= Amit Kapur =

American-born internet entrepreneur

Amit Kapur is an American-born internet entrepreneur. He is currently the co-founder and CEO of WhoCo, a technology company focused on hiring and recruiting. He is best known as co-founder of technology start-up Gravity and as the former chief operating officer at MySpace.

==Early life and education==
Kapur grew up in Huron, South Dakota. He graduated with a bachelor's degree in mechanical engineering from Stanford University.

==Career==
After graduation, Kapur worked at NBC Universal in its planning and digital strategy department.

Kapur joined MySpace in 2005 and was in charge of the development of MySpace Music and MySpace mobile. He was named chief operating officer of the company in January 2008.

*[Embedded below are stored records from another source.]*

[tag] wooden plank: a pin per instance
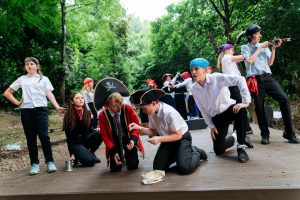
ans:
(272, 171)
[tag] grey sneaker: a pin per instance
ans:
(35, 169)
(51, 167)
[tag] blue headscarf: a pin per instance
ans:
(199, 62)
(224, 47)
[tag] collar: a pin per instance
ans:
(207, 81)
(36, 75)
(113, 114)
(160, 110)
(254, 45)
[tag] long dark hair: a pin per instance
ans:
(69, 122)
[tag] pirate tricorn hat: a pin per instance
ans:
(146, 95)
(105, 88)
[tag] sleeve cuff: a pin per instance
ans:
(112, 151)
(134, 139)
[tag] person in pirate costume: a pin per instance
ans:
(122, 145)
(167, 127)
(212, 96)
(168, 81)
(187, 83)
(82, 139)
(258, 58)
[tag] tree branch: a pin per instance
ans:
(217, 10)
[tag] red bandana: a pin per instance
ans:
(79, 113)
(252, 85)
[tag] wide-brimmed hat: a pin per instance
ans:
(105, 88)
(167, 74)
(146, 95)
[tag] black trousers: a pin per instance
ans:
(267, 85)
(236, 95)
(180, 105)
(94, 121)
(168, 99)
(222, 122)
(35, 123)
(131, 158)
(193, 109)
(180, 152)
(84, 152)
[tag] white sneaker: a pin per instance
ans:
(35, 169)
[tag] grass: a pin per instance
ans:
(11, 130)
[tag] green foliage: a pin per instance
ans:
(102, 41)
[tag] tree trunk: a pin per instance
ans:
(63, 49)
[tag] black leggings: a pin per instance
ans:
(35, 123)
(84, 153)
(236, 95)
(180, 152)
(221, 122)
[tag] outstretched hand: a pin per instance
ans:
(130, 145)
(133, 126)
(239, 106)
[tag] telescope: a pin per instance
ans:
(276, 40)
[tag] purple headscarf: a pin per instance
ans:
(224, 47)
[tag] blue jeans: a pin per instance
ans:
(35, 123)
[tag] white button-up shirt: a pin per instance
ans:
(229, 66)
(34, 90)
(167, 120)
(214, 97)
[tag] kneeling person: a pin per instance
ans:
(167, 127)
(122, 145)
(218, 109)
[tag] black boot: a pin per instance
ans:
(242, 155)
(265, 140)
(292, 138)
(202, 153)
(248, 142)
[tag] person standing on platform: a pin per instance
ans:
(258, 58)
(167, 127)
(122, 144)
(227, 63)
(187, 83)
(88, 94)
(82, 139)
(212, 96)
(36, 88)
(168, 81)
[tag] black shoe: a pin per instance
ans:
(203, 155)
(242, 155)
(292, 138)
(248, 142)
(265, 140)
(97, 160)
(75, 162)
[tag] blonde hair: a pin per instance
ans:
(114, 97)
(85, 86)
(220, 57)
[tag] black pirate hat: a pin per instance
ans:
(146, 95)
(105, 88)
(167, 74)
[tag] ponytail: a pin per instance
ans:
(220, 57)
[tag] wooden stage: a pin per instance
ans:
(273, 172)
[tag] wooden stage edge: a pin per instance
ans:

In 2009, Kapur along with 2 other MySpace employees, Jim Benedetto and Steve Pearman, left the company to found Santa Monica-based Gravity. They raised $10 million in Series A funding in May 2009 and another $10.6 million in Series B funding in October 2012.

Gravity was acquired by AOL in January 2014. After the acquisition, Kapur was named President of AOL's publisher platform where he remained until 2017.

In early 2019, Kapur co-founded Santa Monica-based WhoCo, a technology startup focused on hiring and recruiting, alongside former Google and AOL executive Tim Armstrong.